ガイド付き歯内療法におけるスリーブ材料、高さ、およびドリル表面の変化:ビッカース硬度および走査型電子顕微鏡評価(パイロットスタディ)
Anna Muryani1,2,3, Dudi Aripin4, Hendra Dian Adhita Dharsono4
1Doctoral Programme Faculty of Medicine, Universitas Padjadjaran, Bandung, West Java, Indonesia. anna.muryani@unpad.ac.id.
BMC oral health
|January 6, 2026
まとめ
ガイド付き歯内療法アクセスのドリル摩耗は相当なもので、ほとんどのドリルで熱損傷と表面劣化が見られました。ジルコニアスリーブは硬度が高いものの、摩耗が増加し、ガイド付き歯内療法処置中の冷却改善の必要性を示唆しています。
科学分野:
- 歯科
- 生体材料工学
- 機械工学
背景:
- ガイド付き歯内療法アクセスは、CBCT由来のテンプレートとガイドスリーブを使用して正確な根管位置を特定し、保存的かつ効率的な治療を提供します。

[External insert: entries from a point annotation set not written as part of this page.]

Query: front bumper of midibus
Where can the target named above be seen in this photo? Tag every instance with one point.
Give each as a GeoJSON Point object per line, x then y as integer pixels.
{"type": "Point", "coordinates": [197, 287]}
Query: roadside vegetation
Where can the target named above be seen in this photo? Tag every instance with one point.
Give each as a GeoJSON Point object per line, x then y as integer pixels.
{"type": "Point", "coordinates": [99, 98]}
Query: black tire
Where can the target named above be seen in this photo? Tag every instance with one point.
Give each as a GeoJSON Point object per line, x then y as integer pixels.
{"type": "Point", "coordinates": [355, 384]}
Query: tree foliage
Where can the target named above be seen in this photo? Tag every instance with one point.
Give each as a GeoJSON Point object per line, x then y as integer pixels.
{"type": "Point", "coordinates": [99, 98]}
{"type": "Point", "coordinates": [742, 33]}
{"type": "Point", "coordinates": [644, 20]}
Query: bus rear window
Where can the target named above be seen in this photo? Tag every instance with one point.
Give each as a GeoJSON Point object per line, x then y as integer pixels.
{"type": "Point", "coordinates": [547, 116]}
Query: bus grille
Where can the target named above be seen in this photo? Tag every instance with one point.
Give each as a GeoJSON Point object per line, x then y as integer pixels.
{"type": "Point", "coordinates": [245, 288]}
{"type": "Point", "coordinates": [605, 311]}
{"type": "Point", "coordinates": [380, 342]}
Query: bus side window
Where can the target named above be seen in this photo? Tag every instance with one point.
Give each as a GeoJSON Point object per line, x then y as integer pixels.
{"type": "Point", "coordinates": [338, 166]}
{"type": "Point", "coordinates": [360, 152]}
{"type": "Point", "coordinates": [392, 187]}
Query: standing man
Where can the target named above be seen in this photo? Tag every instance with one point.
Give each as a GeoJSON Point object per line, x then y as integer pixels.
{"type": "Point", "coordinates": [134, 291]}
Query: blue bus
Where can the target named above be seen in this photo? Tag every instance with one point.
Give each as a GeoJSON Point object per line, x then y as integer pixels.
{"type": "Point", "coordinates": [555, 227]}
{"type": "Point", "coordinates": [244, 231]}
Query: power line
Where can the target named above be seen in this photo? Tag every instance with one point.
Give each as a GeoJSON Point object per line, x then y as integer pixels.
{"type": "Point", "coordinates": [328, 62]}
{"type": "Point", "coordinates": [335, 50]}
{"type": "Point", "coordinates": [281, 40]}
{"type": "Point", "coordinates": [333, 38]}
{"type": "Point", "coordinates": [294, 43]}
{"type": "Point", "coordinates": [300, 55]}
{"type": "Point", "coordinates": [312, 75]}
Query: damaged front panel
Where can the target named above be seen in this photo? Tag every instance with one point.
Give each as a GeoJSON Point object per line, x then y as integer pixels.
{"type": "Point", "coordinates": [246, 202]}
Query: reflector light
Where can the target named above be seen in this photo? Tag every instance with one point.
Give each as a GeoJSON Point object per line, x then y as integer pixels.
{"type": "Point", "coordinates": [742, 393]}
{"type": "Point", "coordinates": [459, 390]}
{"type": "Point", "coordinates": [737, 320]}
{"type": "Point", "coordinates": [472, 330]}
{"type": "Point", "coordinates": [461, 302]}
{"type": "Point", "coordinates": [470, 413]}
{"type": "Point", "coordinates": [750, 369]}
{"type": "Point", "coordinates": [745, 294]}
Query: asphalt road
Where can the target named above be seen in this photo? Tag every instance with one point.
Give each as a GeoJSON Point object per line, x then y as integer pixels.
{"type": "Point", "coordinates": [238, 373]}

- スリーブ材料(ジルコニア、CoCr、チタン、樹脂)は、硬度と耐久性が異なり、歯内療法処置中のドリル摩耗と熱発生に影響を与えます。
- 既存の研究では、ツールの寿命にとって重要な要因である歯内療法ドリルの摩耗に対するスリーブ材料と高さの影響の特性評価が不足しています。
研究 の 目的:
- 歯内療法ドリルの摩耗に対する異なるガイドスリーブ材料と高さの影響を評価すること。
- 走査型電子顕微鏡(SEM)を用いて、熱損傷や摩耗を含むドリルの表面変化を評価すること。

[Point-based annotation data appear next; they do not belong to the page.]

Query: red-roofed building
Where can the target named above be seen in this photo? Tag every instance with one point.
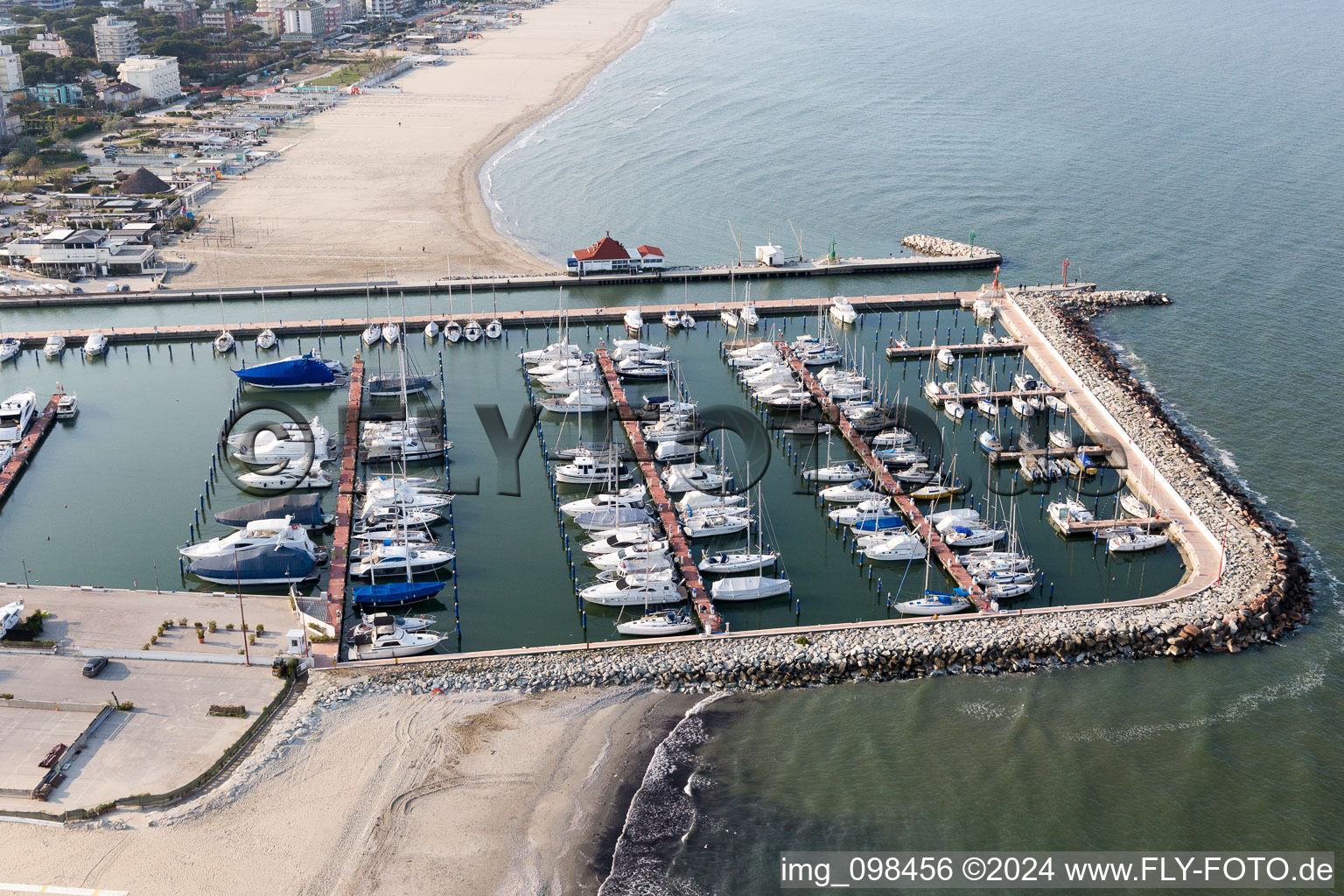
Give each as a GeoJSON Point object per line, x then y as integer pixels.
{"type": "Point", "coordinates": [609, 256]}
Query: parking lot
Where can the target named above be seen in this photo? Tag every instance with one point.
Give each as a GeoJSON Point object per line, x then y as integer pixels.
{"type": "Point", "coordinates": [160, 745]}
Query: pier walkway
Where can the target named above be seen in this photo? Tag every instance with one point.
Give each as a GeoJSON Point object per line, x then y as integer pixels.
{"type": "Point", "coordinates": [710, 620]}
{"type": "Point", "coordinates": [339, 566]}
{"type": "Point", "coordinates": [704, 312]}
{"type": "Point", "coordinates": [27, 448]}
{"type": "Point", "coordinates": [817, 268]}
{"type": "Point", "coordinates": [918, 522]}
{"type": "Point", "coordinates": [897, 354]}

- シミュレートされたガイド付き歯内療法アクセスドリル加工の前後に、様々なスリーブ材料のビッカース硬度(HV)を測定すること。
主な方法:
- 30個のガイドスリーブ(高さ3、5、7 mm、材料:樹脂、Y-TZP、Co-Cr、Ti-6Al-4V)を1.5 mmのカーバイドバーで試験するin vitro試験。
- ビッカース硬度試験(HV0.2)をドリル加工前後に実施。ANOVAを用いて材料と高さの影響を分析(p<0.05)。
- 摩耗(グレード0-2)を評価するために、ドリル先端とフルートのSEM画像(1000倍)を撮影し、熱変色(焦げ跡)を記録しました。
主要な成果:
- ジルコニアスリーブは最も高い硬度(約1392 HV)を示し、樹脂スリーブは最も低い硬度(約7 HV)でした。材料の種類は硬度に有意な影響を与えましたが(p<0.001)、高さは影響しませんでした(p>0.8)。有意なドリル摩耗(グレード2)が60%の症例で観察され、5本のドリルに熱損傷(焦げ跡)が見られました。樹脂、ジルコニア、CoCrスリーブ、特に長いものは、ドリルの摩耗とグレード2の摩耗の増加に関連していましたが、短いスリーブはグレード1の摩耗を示しました。
結論:
- スリーブ材料は硬度の主な決定要因であり、ジルコニアが最も硬く、最も耐摩耗性が高い可能性があります。
- 静止スリーブでは、材料の硬度に関係なく、かなりのドリル摩耗と熱損傷が発生しました。
- ガイド付き歯内療法処置の成功を確実にするために、特に剛性の高いガイドスリーブを使用した熱的および機械的損傷を軽減するために、最適な灌流と断続的な掘削が必要になる場合があります。